Chipped tooth or broken wire
If your child is wearing braces, a great deal of care has to be practiced in order to prevent injuries or other dental accidents from happening. Fortunately, there are a lot of options to consider when it comes to handling a chipped tooth or an orthodontic issue. In cases where you or your child need immediate and less costly solutions, you can get dental care when you’re not insured. Direct payment services are ideal for fixing minor injuries and other activities that don’t require extensive assistance.
Your child may be active around the house, and it’s totally fine. However, too much fun can lead to crying and a dislocated joint. In such a case, the best way to deal with the problem is to fix it yourself, right?
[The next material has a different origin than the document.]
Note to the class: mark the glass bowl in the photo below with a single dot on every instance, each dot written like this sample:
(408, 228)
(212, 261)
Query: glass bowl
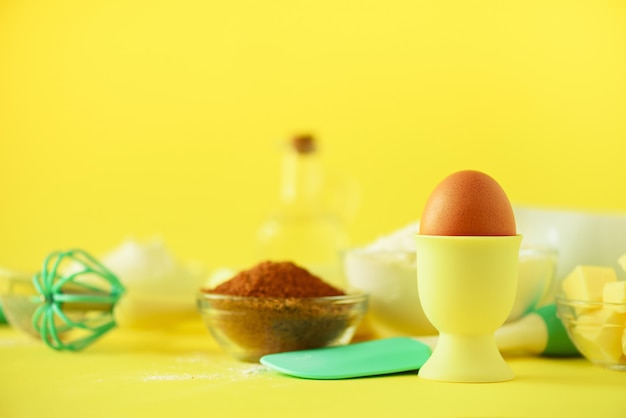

Well, you can either be successful, or make the situation more serious than it already is. The safest option, still, is to bring your child to the hospital and have an actual practitioner handle the issue. Just remember to apply pressure using an ice pack and protect the area of dislocation from anything that could disturb it.
When your child is having an allergic reaction, providing immediate and substantial care is important. Especially if your child shows signs of the severe symptoms of an allergy — such as the swelling of the face and vomiting — you need to take him or her to the nearest hospital. Prior to that, you should be able to give your child a shot of injectable epinephrine to stymie the more painful symptoms.
The kitchen isn’t a playground, but kids will often find themselves wandering around to explore the things that would pique their interest. Apparently, a hot oven is not a thing that’s intended to be touched. First- and second-degree burns are just one of the most common household injuries, so it’s important for a parent to learn how best to approach such an issue. If it’s a first-degree or a second-degree burn, you will need to soothe the affected area with water. Avoid applying lotions or ointments or butter! You can then cover the area with a clean cloth and bring your child to a medical specialist if the case seems too serious.